23 de octubre de 2006

Teresa, azul irrepetible


En su mesita de noche, junto a su lecho de muerte, mi abuela Teresa tenía un libro de tapas raídas, maltratadas por el mucho uso, en una edición rústica y barata, que tanto podía ser ibérica de los años 20 como argentina de finales de nuestra guerra civil. Era una novela rosa de ampuloso título: Felipe Derblay o la herrería de Pont Avesnes, de un tal Jorge Ohnet, de cuya ausencia absoluta de noticias deduzco que bien podría ser el seudónimo de un escritor meticuloso que no quería empañar su nombre o su conciencia con alimenticias novelas rosas.
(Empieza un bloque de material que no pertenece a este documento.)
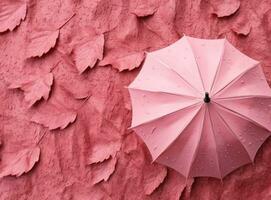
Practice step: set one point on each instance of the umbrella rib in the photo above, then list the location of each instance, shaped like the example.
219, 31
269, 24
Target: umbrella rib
196, 63
197, 147
218, 67
217, 159
170, 113
243, 97
174, 71
177, 135
233, 133
169, 93
241, 116
236, 78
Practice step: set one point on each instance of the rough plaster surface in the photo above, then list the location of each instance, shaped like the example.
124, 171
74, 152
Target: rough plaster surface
65, 110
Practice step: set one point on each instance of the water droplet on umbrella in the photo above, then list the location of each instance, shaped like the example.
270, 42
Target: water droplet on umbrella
153, 130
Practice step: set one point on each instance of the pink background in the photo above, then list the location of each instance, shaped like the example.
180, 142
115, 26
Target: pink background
68, 138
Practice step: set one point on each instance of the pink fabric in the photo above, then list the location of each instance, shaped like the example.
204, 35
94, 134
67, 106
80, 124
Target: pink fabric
68, 139
187, 134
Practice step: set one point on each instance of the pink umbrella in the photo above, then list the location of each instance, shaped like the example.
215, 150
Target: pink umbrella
201, 106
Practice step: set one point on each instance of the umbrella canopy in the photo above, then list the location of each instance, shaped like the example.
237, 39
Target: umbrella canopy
201, 106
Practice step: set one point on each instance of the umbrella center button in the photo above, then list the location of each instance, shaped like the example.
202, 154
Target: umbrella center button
207, 98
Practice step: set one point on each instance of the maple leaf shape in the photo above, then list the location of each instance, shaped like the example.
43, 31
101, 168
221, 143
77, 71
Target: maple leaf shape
127, 62
53, 117
103, 171
20, 162
86, 54
225, 8
35, 88
41, 42
11, 15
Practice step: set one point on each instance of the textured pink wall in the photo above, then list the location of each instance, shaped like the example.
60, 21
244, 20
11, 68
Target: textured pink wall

El libro en cuestión es la historia de un rico empresario metalúrgico enamorado de una mujer también rica (que no le hace ni caso) quien, a su vez, ama en secreto —en ese secreto inefable y apasionado de la literatura romántica— a un hombre arruinado. Poco más sé de la novela, pero es fácil saber que la guapa y rica terminará sus días con el pobre arruinado, a quien amará también de un modo apasionado e inefable, venciendo cualquier conciencia de clase, y que era precisamente eso lo que tanto gustaba a mi abuela cuando la leía una y otra vez. Las ficciones —sabido es— nos interesan más cuanto más nos implican.
Teresa conocía bien las clases pudientes. Era hija de uno de los hombres más ricos de su ciudad de provincias, cuya fortuna, cosechada en la industria textil, alcanzaba a la familia para tener un servicio populoso, varios coches de caballos y dar a las hijas una educación refinada al gusto de la época. Teresa tenía la piel pálida de las señoritas de buena familia, y unos ojazos de un azul deslumbrante que superaban modas y épocas. Las fotografías, ni siquiera las más antiguas, aquellas en las que se la ve seria y lánguida como correspondía, no le hacen justicia. Teresa era una mujer guapa. Lo fue toda su vida. Tenía ochenta años y algunos de viuda cuando aún la rondaba un pretendiente que vencía la artrosis para proponerle casi a diario una peliculera fuga por mar a América. Sin embargo, Teresa siempre le dio calabazas: ya había consumado todas las fugas de su vida.
Apenas superaba los veinte cuando se enamoró. El elegido, un joven apuesto, mujeriego, tan enamorado como ella y tan bienintencionado como pobre. Se llamaba Claudio. Era el lechero. Cierto vecino o cierta pariente les sirvió de correo cuando ella intuyó la oposición de su familia. Hasta que las palabras no bastaron, o tal vez les sobraban, y se hizo necesario dar un paso más. Entonces Teresa topó con la oposición de los suyos. La leyenda negra de mi bisabuela ha recordado el día en que le rompió a su hija mayor una tableta de chocolate negro en la cara. Qué capricho, retener algo tan nimio, que sucedió en cuestión de segundos hace ochenta años.
Teresa se marchó de casa. Algunos días en casa de una tía de Claudio. Una boda en la intimidad, a la hora de los maitines, sin invitados ni trajes ni azahar. En las fotos se les ve elegantes, circunspectos, con un brillo especial en la mirada. La de mi abuela —no se aprecia— era azul radiante, azul transparente, azul irrepetible. Un azul imposible de retener si no fuera que, de vez en cuando, los genes familiares nos lo devuelven en la tercera generación. Si hubiera querido tener un cuarto hijo, soñaría con que tuviera la mirada nítida y valiente de Teresa.

2 comentarios:

Antonio Gálvez Alcaide dijo...

¡¡¡EXCELENTE retazo de la Memoria!!! Si tuviera tiempo comentaría más. Pero me voy pitada a la fácul.

Besos,
Maika

Anónimo dijo...

Care:
Para mí Teresa es un nombre de mujer valiente. Cuando nació mi hija pensé en ponerla Teresa pero me dio miedo. El marido de mi tía se suicidó abriendo la espita de gas en un frío mes de enero. ¿Por qué? Nadie lo supo. Vivió el resto de sus días sola pero siempre animando y ayudando a los que la rodeaban. Teresa es un nombre que suele venir acompañado de belleza y atractivo pero también de sufrimiento. Bucear en la memoria es bueno porque te hace caer en la cuenta en la valentía de sus genes.